Boekbesprekingen

 

Van Rome tot Rome door Dan Jones: een meesterwerk met een gat erin
Datum: wo 02-08-2023 @ 08:56

 

Over de aanleiding tot deze boekbespreking

Allereerst: respect. Een overzicht van de middeleeuwen dat aanspraak kan maken op een zeldzame compleetheid. Luchtig en toegankelijk geschreven ook, zonder dat de verteller/entertainer met de historicus aan de loop gaat. Jones is onderhoudend als verteller, leerzaam, zijn betoog steeds voedend met zijn bewonderenswaardige encyclopedische kennis. Een Fundgrube kortom. Of het nou over volksverhuizers, monniken, geleerden, ridders, kruisvaarders of Arabieren gaat. Of kooplieden en nieuwlichters in tijden van renaissance.

Maar pas op, ik pretendeer hier niet het boek in zijn geheel te bespreken. Ik heb iets anders op het oog. Namelijk, dit door een publieke lieveling – van vooral de Engelse tv – geschreven, overzichtswerk op de middeleeuwen door te spitten op een wat mij betreft cruciale aangelegenheid in die eeuwen: de kerstening der volken.

Ik begon dit ‘onderzoek’, laat ik eerlijk zijn, met kromme tenen. Ik zou er, zoals in de meeste studies over de middeleeuwen, vast en zeker in vastlopen op de ontkenning en/of onverschilligheid aangaande door de kerk gepleegde (mis)daden. De betere schrijvers niet te na gesproken. Of misschien zelfs worden getrakteerd op – in dit geval – anglicaans angehauchte propaganda. Maar nee, houzee. Er bleef weinig over van mijn vooroordeel.
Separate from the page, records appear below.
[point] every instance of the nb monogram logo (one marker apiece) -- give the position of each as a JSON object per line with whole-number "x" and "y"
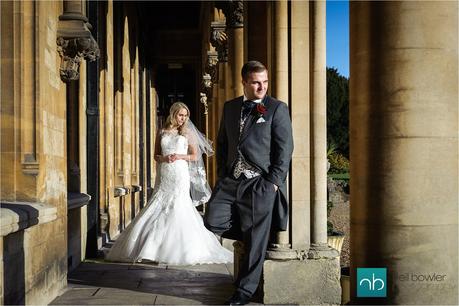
{"x": 371, "y": 282}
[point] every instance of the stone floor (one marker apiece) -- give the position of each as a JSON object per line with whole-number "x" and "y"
{"x": 99, "y": 282}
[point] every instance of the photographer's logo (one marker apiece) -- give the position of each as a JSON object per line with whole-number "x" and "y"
{"x": 371, "y": 282}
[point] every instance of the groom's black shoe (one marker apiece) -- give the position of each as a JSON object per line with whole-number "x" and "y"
{"x": 238, "y": 298}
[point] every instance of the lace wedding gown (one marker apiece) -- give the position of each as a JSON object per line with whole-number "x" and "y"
{"x": 169, "y": 229}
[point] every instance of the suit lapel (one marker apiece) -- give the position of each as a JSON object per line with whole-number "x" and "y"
{"x": 235, "y": 116}
{"x": 251, "y": 120}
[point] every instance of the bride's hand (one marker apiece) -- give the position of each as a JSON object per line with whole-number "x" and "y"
{"x": 170, "y": 158}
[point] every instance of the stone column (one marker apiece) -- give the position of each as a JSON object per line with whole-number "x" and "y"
{"x": 74, "y": 40}
{"x": 279, "y": 84}
{"x": 234, "y": 24}
{"x": 318, "y": 117}
{"x": 404, "y": 147}
{"x": 299, "y": 105}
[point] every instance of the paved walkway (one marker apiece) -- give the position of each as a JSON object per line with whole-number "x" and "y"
{"x": 99, "y": 282}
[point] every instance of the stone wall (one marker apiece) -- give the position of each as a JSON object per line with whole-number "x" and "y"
{"x": 33, "y": 155}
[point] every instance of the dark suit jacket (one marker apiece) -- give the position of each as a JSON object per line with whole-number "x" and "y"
{"x": 267, "y": 146}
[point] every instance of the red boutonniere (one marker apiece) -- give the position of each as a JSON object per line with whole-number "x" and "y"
{"x": 260, "y": 110}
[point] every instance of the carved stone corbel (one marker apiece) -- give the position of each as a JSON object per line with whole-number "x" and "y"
{"x": 74, "y": 41}
{"x": 219, "y": 40}
{"x": 234, "y": 12}
{"x": 211, "y": 65}
{"x": 72, "y": 52}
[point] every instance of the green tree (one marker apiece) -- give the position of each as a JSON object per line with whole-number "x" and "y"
{"x": 338, "y": 111}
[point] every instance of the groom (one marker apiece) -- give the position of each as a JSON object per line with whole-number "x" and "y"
{"x": 254, "y": 149}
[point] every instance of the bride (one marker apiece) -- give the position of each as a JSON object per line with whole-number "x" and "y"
{"x": 169, "y": 229}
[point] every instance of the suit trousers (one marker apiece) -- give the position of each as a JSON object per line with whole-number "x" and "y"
{"x": 242, "y": 209}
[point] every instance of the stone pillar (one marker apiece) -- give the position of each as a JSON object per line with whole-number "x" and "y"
{"x": 404, "y": 148}
{"x": 309, "y": 277}
{"x": 280, "y": 248}
{"x": 318, "y": 117}
{"x": 299, "y": 105}
{"x": 234, "y": 24}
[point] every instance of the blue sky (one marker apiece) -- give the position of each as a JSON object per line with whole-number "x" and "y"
{"x": 338, "y": 36}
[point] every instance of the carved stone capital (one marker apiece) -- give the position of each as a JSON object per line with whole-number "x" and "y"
{"x": 211, "y": 66}
{"x": 203, "y": 100}
{"x": 207, "y": 80}
{"x": 234, "y": 12}
{"x": 74, "y": 43}
{"x": 72, "y": 52}
{"x": 219, "y": 40}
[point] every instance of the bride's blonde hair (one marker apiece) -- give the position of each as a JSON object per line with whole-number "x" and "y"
{"x": 171, "y": 120}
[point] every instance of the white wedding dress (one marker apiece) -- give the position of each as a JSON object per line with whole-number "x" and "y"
{"x": 170, "y": 229}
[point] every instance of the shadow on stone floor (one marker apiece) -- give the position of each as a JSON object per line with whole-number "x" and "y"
{"x": 118, "y": 283}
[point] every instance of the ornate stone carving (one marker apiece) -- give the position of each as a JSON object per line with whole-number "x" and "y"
{"x": 204, "y": 102}
{"x": 234, "y": 12}
{"x": 72, "y": 52}
{"x": 207, "y": 80}
{"x": 74, "y": 41}
{"x": 219, "y": 40}
{"x": 211, "y": 65}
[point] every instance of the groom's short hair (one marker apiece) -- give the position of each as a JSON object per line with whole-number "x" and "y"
{"x": 250, "y": 67}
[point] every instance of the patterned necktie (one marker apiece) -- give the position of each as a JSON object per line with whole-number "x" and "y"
{"x": 247, "y": 107}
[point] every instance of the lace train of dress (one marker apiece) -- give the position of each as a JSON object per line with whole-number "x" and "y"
{"x": 170, "y": 229}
We zouden, zoals Jones doet in een youtube-lezing, over dit boek gehouden in The British Library, de middeleeuwen op een zonnige manier kunnen beschrijven. Maar hij is, als de publiekslieveling die hij ook is, in die lezing voor de Library zijn publiek misschien meer naar de mond gaan praten dan hij in zijn boek doet. Hoe graag hij ook de middeleeuwen relevant maakt voor onze tijd, hoe vaak hij daar ook metterdaad in slaagt, er blijft een gapend gat in zijn betoog zitten. Voor de kritischer verstaander blijft er in die duizend jaar een belangrijk element, met niet te onderschatten  relevantie voor onze tijd, verborgen. Namelijk het machtslichaam der middeleeuwse kerk. Dus de pausen, bisschoppen (zijnde de hoogste autoriteiten in de steden) en hun concilies, de abten, predikanten en diakenen. Kortom die hele hiërarchisch-religieuze rimram. Die immers, ook geen kleinigheid, de neuzen van de volken maatschappelijk, moreel en cultureel dezelfde kant op wist te zetten. Dat moet een operatie van gigantische proporties zijn geweest. Voor onze tijd net zo relevant als het weglaten ervan ook is.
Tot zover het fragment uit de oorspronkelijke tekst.